Although many books cover the lives of Russia’s last royal family in some considerable detail, their time spent under house arrest in their own domestic family home - the Alexander Palace, outside St. Petersburg - is often covered in a few scant pages, or a chapter at most. But when set against the Revolution and the abdication of the Tsar, these few months from February to August 1917 take on tremendous significance and deserve to be studied in some detail, as events spiralled out of control and the Romanovs found themselves virtual prisoners in their own palace.
Worse still, with the aforementioned Tsar - Nicholas II - away and ensconced in the vicissitudes of World War One, it was left to his wife Alexandra - favourite granddaughter of Queen Victoria - to commandeer a household increasingly under siege, whilst simultaneously caring for a haemophiliac son and four daughters laid low by life-threatening measles. Alexandra’s boast that she was the one who ‘wore the trousers’ is thus put to the test in the hardiest of scenarios, as she found herself forced both to bolster a flagging palace garrison against the possibility of attack by bloodthirsty insurgents, whilst attempting to hold together a domestic staff increasingly fearful for their own lives in the face of mob retribution.

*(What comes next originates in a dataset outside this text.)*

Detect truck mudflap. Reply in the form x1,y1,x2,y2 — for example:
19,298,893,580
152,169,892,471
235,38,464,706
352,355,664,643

Meanwhile, the German High Command set about releasing a veritable human bacillus - Lenin himself - back toward his native Russia, in a novel attempt to destabilise the Russian war machine further still.
Not simply a blow-by-blow account of the daily lives of a monarchy defiled, this book runs in tandem with the Russian Revolution as it surges out from Petrograd and toward the idyllic suburbs that the Romanovs called their home … without Rasputin to rally them, who can save the dynasty now?!